23年の春闘では平均賃上げ率が3.58%と、30年ぶりの高い賃上げが実現しました。これは経営者側が物価高による生活苦に配慮したことに加えて、人手不足の深刻化も影響していると考えられます。従来、働き手の穴を埋めてきた女性や高齢者の労働参加も頭打ちとなり、賃金を上げないと労働力を確保しにくくなったわけです。
23年秋以降も政府は、経済界と労働界を交えた「政労使会議」において企業にさらなる賃上げをたびたび要請しました。結果として今年も賃上げの動きは続いています。連合が4月4日に発表した2024年春闘の第3回回答集計によると、平均賃上げ率は5.24%となっており、最終集計でも5%を上回れば、1991年の5.66%以来33年ぶりの高水準に相当します。
一見すると、日本でも人手不足という供給制約により、インフレが常態化しつつある印象を受けます。ただし、日本のインフレを米国などと同列で語るわけにはいかないでしょう。これまで日本経済は長らくデフレが続いてきたため、日本においては「インフレの進行=デフレからの脱却」という意味合いが強いからです。日本政府はまだデフレからの完全脱却を宣言しておらず、日銀もマイナス金利こそ解除したものの、その後の利上げについては慎重な姿勢を崩していません。
国民に染み付いたデフレマインドを払拭できるか
多くの先進国では、モノやサービスの価格が年平均で2%ほど上昇しています。物価は過去30年間に米国や英国では2倍、ドイツでは1.7倍まで上昇しました。日本だけが1.09倍とほぼ横ばいの状態にあり、戦後の世界ではまれな現象となっています。

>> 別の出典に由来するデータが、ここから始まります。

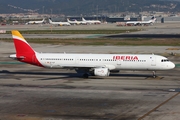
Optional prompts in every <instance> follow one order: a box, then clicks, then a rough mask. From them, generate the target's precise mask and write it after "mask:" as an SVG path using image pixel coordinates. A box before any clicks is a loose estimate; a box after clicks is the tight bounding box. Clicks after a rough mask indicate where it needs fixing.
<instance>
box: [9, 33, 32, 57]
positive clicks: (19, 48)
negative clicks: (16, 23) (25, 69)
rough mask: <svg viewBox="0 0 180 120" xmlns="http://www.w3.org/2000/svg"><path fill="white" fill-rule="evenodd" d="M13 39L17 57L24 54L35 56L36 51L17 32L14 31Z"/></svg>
mask: <svg viewBox="0 0 180 120" xmlns="http://www.w3.org/2000/svg"><path fill="white" fill-rule="evenodd" d="M11 32H12V37H13V40H14V46H15V49H16V56H21V55H24V54H29V55H34V54H35V51H34V50H33V49H32V47H31V46H30V45H29V44H28V43H27V41H26V40H25V39H24V37H23V36H22V35H21V34H20V33H19V31H17V30H12V31H11Z"/></svg>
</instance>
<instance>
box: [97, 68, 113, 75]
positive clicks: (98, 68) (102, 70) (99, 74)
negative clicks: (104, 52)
mask: <svg viewBox="0 0 180 120" xmlns="http://www.w3.org/2000/svg"><path fill="white" fill-rule="evenodd" d="M109 74H110V72H109V69H108V68H95V69H94V75H96V76H109Z"/></svg>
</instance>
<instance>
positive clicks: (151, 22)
mask: <svg viewBox="0 0 180 120" xmlns="http://www.w3.org/2000/svg"><path fill="white" fill-rule="evenodd" d="M155 21H156V18H155V17H152V18H151V20H149V21H128V22H126V25H133V26H136V25H153V24H154V23H155Z"/></svg>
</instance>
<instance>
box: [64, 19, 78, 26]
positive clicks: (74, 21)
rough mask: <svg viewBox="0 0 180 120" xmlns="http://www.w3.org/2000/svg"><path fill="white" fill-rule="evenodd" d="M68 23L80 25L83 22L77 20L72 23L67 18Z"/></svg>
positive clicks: (70, 20) (75, 20) (71, 24)
mask: <svg viewBox="0 0 180 120" xmlns="http://www.w3.org/2000/svg"><path fill="white" fill-rule="evenodd" d="M67 22H68V23H70V24H71V25H80V24H81V22H79V21H77V20H74V21H71V20H69V19H68V18H67Z"/></svg>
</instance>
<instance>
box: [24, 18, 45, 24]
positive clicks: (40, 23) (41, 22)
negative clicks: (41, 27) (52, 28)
mask: <svg viewBox="0 0 180 120" xmlns="http://www.w3.org/2000/svg"><path fill="white" fill-rule="evenodd" d="M44 22H45V19H43V20H41V21H29V22H27V23H26V24H42V23H44Z"/></svg>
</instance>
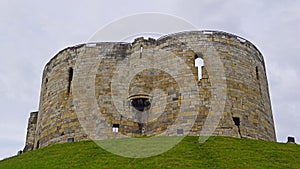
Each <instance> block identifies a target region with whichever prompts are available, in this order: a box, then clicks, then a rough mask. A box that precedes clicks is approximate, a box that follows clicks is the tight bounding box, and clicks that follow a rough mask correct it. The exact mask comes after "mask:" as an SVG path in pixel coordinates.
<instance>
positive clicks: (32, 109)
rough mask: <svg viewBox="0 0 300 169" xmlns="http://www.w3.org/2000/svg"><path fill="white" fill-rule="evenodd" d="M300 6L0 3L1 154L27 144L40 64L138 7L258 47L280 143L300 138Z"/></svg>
mask: <svg viewBox="0 0 300 169" xmlns="http://www.w3.org/2000/svg"><path fill="white" fill-rule="evenodd" d="M299 11H300V1H297V0H247V1H244V0H151V1H147V0H131V1H129V0H127V1H125V0H123V1H115V0H105V1H104V0H93V1H91V0H86V1H83V0H80V1H79V0H70V1H61V0H60V1H58V0H52V1H34V0H26V1H22V0H1V3H0V50H1V51H0V52H1V53H0V56H1V62H0V108H1V109H0V159H1V158H5V157H8V156H11V155H15V154H16V153H17V151H18V150H21V149H23V147H24V143H25V137H26V128H27V121H28V117H29V113H30V112H31V111H37V110H38V104H39V95H40V86H41V77H42V71H43V67H44V66H45V64H46V63H47V62H48V61H49V60H50V59H51V58H52V57H53V56H54V55H55V54H56V53H58V52H59V51H60V50H62V49H64V48H66V47H68V46H72V45H76V44H79V43H84V42H87V40H88V39H89V37H91V35H93V34H94V33H95V32H96V31H97V30H98V29H99V28H102V27H104V26H105V25H107V24H109V23H110V22H112V21H114V20H117V19H119V18H122V17H124V16H128V15H132V14H137V13H143V12H158V13H165V14H170V15H174V16H178V17H181V18H183V19H185V20H187V21H188V22H190V23H192V24H193V25H195V26H196V27H197V29H199V30H203V29H205V30H206V29H212V30H222V31H226V32H229V33H233V34H236V35H239V36H241V37H244V38H245V39H247V40H249V41H251V42H252V43H253V44H255V45H256V46H257V47H258V48H259V50H260V51H261V52H262V53H263V55H264V58H265V62H266V68H267V76H268V80H269V87H270V94H271V101H272V107H273V115H274V119H275V128H276V134H277V140H278V141H279V142H286V137H287V136H289V135H290V136H295V137H296V141H297V142H298V143H300V111H299V110H297V107H298V108H299V107H300V90H299V87H300V66H299V65H298V64H300V57H299V51H298V50H299V40H300V12H299Z"/></svg>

OECD(経済協力開発機構)によると、物価の違いを反映した実質的な平均賃金を2000年と22年で比較した場合、米国は27%、英国は20%、ドイツは15%それぞれ上昇しています。やはり日本のみ、賃金がほぼ変わっていません。
デフレの要因として日本の人口減少がよく取り沙汰されますが、両者の間に明確な因果関係は認められません。例えば先進国のうち人口が減少傾向にあるイタリアや韓国では、いずれもインフレ率がプラスで推移しています。
日本では1990年代前半のバブル崩壊以降、消費者にも企業経営者にも「モノの価格や賃金は上がらない」という考え方がノルム(社会規範)のように浸透しました。結局はそうした国民の心理が経済の縮小均衡、すなわちデフレを長引かせたと見る向きが多いようです。

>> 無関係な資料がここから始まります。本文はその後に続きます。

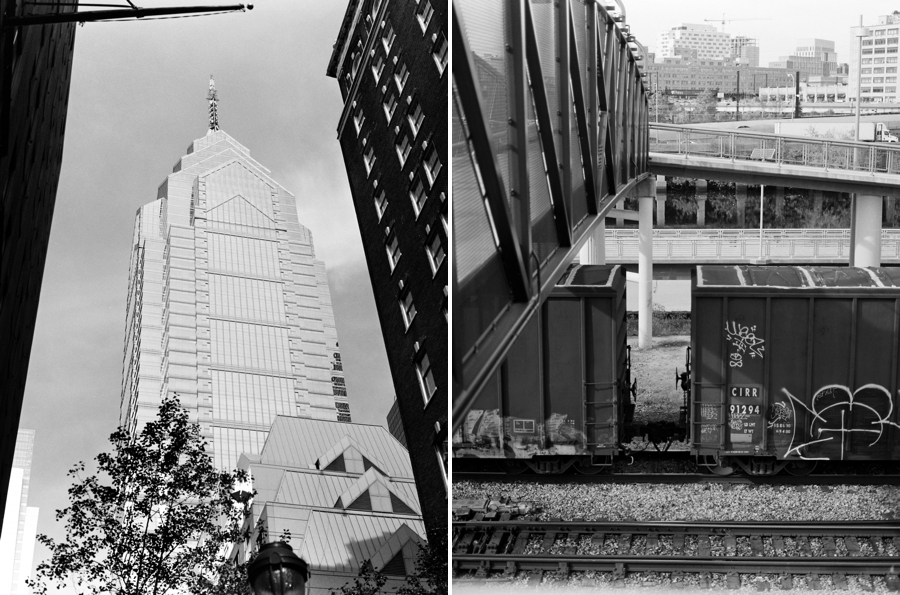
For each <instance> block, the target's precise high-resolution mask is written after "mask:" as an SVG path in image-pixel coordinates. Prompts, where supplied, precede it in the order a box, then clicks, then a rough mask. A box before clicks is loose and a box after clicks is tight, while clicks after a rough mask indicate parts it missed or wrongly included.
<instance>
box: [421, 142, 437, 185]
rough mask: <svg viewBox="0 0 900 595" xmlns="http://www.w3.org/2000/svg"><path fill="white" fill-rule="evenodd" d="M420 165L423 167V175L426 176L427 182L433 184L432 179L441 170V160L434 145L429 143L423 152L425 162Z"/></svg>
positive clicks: (433, 177) (433, 183)
mask: <svg viewBox="0 0 900 595" xmlns="http://www.w3.org/2000/svg"><path fill="white" fill-rule="evenodd" d="M422 165H423V167H424V168H425V175H427V176H428V183H429V184H431V185H432V186H434V181H435V180H436V179H437V176H438V174H439V173H440V172H441V160H440V158H439V157H438V155H437V149H435V148H434V145H429V147H428V150H427V151H426V152H425V162H424V163H423V164H422Z"/></svg>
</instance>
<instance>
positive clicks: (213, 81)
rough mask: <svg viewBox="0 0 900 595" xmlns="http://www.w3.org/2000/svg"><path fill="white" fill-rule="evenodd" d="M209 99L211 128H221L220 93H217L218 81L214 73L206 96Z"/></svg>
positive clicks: (210, 127)
mask: <svg viewBox="0 0 900 595" xmlns="http://www.w3.org/2000/svg"><path fill="white" fill-rule="evenodd" d="M206 98H207V99H208V100H209V129H210V131H212V130H218V129H219V111H218V110H219V95H218V93H216V81H214V80H213V78H212V75H209V94H208V95H207V96H206Z"/></svg>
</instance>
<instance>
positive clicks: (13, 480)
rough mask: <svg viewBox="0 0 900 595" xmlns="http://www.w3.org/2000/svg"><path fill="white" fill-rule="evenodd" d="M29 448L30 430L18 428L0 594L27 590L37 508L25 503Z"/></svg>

日本経済がデフレから完全脱却するうえでは、物価と賃金が連動して上昇することが不可欠の要件となります。なかでもサービス価格は、モノに比べて賃金や国内需要を反映しやすいため、インフレ定着へ向けて日銀もその動向に注目しています。サービス価格の伸び率は23年12月が前年同月比2.3%でしたが、今年の1月と2月が2.2%、3月が2.1%と、ここへきて若干勢いを欠いている状況です。今後は交渉力の弱い中小企業において、どこまで価格転嫁が進むかが焦点となりそうです。

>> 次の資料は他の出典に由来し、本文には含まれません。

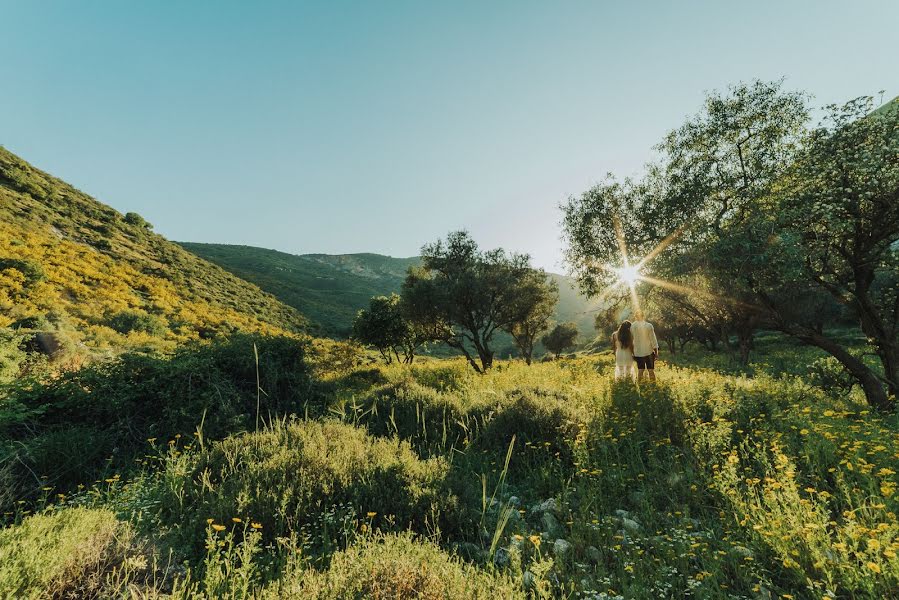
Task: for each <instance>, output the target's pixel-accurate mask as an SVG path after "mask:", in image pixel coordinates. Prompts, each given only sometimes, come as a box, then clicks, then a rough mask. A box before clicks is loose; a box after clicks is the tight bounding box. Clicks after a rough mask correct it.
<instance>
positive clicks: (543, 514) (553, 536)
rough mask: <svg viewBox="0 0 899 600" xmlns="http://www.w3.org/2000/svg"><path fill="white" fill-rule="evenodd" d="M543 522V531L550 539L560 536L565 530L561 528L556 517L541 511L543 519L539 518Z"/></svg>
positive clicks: (559, 536) (542, 522)
mask: <svg viewBox="0 0 899 600" xmlns="http://www.w3.org/2000/svg"><path fill="white" fill-rule="evenodd" d="M541 523H542V524H543V533H544V535H545V536H546V537H547V538H549V539H551V540H555V539H558V538H560V537H562V536H563V535H564V534H565V530H564V529H562V525H560V524H559V521H558V519H556V517H555V516H553V514H552V513H548V512H546V513H543V519H542V520H541Z"/></svg>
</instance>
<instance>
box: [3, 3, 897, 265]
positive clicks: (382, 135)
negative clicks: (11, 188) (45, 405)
mask: <svg viewBox="0 0 899 600" xmlns="http://www.w3.org/2000/svg"><path fill="white" fill-rule="evenodd" d="M0 23H2V25H0V30H2V34H0V60H2V65H3V66H2V70H0V144H2V145H4V146H6V147H7V148H8V149H9V150H11V151H13V152H15V153H17V154H19V155H21V156H22V157H23V158H25V159H26V160H28V161H30V162H32V163H33V164H35V165H36V166H38V167H40V168H43V169H45V170H47V171H49V172H51V173H53V174H55V175H57V176H59V177H62V178H63V179H66V180H67V181H69V182H70V183H72V184H74V185H75V186H77V187H79V188H80V189H82V190H84V191H85V192H88V193H89V194H91V195H93V196H95V197H97V198H98V199H100V200H101V201H103V202H105V203H107V204H110V205H111V206H113V207H115V208H116V209H118V210H120V211H123V212H125V211H132V210H133V211H137V212H139V213H141V214H142V215H144V216H145V217H146V218H147V219H148V220H149V221H151V222H152V223H154V225H155V226H156V230H157V231H159V232H160V233H162V234H164V235H166V236H167V237H169V238H170V239H174V240H188V241H200V242H225V243H239V244H250V245H255V246H263V247H268V248H276V249H279V250H283V251H287V252H295V253H305V252H327V253H343V252H363V251H371V252H379V253H384V254H391V255H394V256H409V255H414V254H417V252H418V250H419V248H420V246H421V245H422V244H423V243H426V242H429V241H432V240H434V239H436V238H437V237H440V236H442V235H444V234H445V233H446V232H448V231H449V230H451V229H457V228H463V227H464V228H467V229H469V230H470V231H471V232H472V234H473V235H474V237H475V238H476V239H477V240H478V241H479V242H480V243H481V244H482V245H484V246H489V247H493V246H497V245H501V246H504V247H507V248H509V249H513V250H518V251H526V252H530V253H531V254H532V255H533V256H534V258H535V261H536V262H537V263H538V264H539V265H541V266H544V267H547V268H550V269H553V270H560V269H561V267H560V266H559V265H558V264H557V263H558V260H559V255H560V242H559V239H558V236H559V232H558V221H559V219H560V214H559V211H558V208H557V205H558V203H559V202H560V201H562V200H564V199H565V198H566V197H567V196H568V195H570V194H577V193H579V192H581V191H582V190H584V189H586V188H587V187H589V186H590V185H591V184H593V183H594V182H596V181H598V180H599V179H600V178H601V177H602V175H603V174H604V173H606V172H609V171H612V172H615V173H617V174H619V175H629V174H634V173H635V172H638V171H639V169H640V168H641V166H642V165H643V164H644V163H645V162H646V161H647V160H649V159H650V158H651V157H652V150H651V148H652V146H653V145H654V144H655V143H656V142H658V141H659V140H660V138H661V136H662V135H663V134H664V132H665V131H666V130H668V129H670V128H672V127H674V126H676V125H677V124H679V123H680V122H681V121H682V120H683V119H684V118H685V117H686V116H687V115H689V114H691V113H694V112H695V111H696V110H697V109H698V108H699V106H700V104H701V102H702V98H703V93H704V91H706V90H712V89H719V88H723V87H725V86H726V85H727V84H729V83H734V82H738V81H740V80H749V79H753V78H763V79H772V78H779V77H786V79H787V85H788V86H789V87H792V88H797V89H803V90H806V91H808V92H809V93H811V94H813V95H814V97H815V100H814V102H815V104H816V105H823V104H827V103H830V102H835V101H842V100H846V99H849V98H850V97H854V96H858V95H862V94H875V93H877V92H878V91H879V90H882V89H885V90H886V96H887V97H893V96H895V95H897V93H899V78H897V74H899V65H897V61H896V58H897V56H899V54H897V53H899V50H897V48H899V43H897V42H899V29H897V26H899V3H897V2H894V1H891V0H884V1H881V2H862V1H857V0H854V1H853V2H845V1H823V0H816V1H806V2H798V1H796V2H787V1H778V2H745V1H741V2H728V1H722V0H717V1H709V2H671V1H666V2H615V3H612V2H601V1H599V0H596V1H591V2H545V1H540V2H527V1H514V2H499V1H495V2H494V1H474V2H436V1H431V0H427V1H420V0H417V1H410V2H401V1H391V0H385V1H365V2H361V1H360V2H343V1H334V0H329V1H324V0H323V1H321V2H317V3H303V2H292V1H291V2H264V1H252V2H251V1H249V0H248V1H246V2H225V1H223V0H215V1H208V2H189V1H186V0H181V1H161V0H153V1H145V2H125V1H120V0H109V1H98V0H85V1H80V2H76V1H74V0H70V1H60V2H49V1H40V0H35V1H31V0H0Z"/></svg>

名目賃金に物価変動の影響を織り込んだ「実質賃金」の動向も重要です。日本では今年2月まで23カ月連続して、実質賃金が前年同月を下回っています。このように賃金が物価の上昇に追いつかない状況が続くと、国内消費はさして盛り上がらず、企業が再び価格転嫁を手控えたり、値下げに動くことにもなりかねません。
想定以上の賃上げ率となった今年の春闘を受けて、エコノミストの間では「今夏にも実質賃金がプラスになる」との見通しが高まっています。企業によって差はあるものの、労使交渉の結果は6~8月ごろに労働者の賃金に反映されるからです。
いずれにしても日本におけるインフレ定着は、物価と賃金が連動して上昇する好循環を実現し、日本国民に染み付いたデフレマインドを払拭できるかどうかにかかっていると思われます。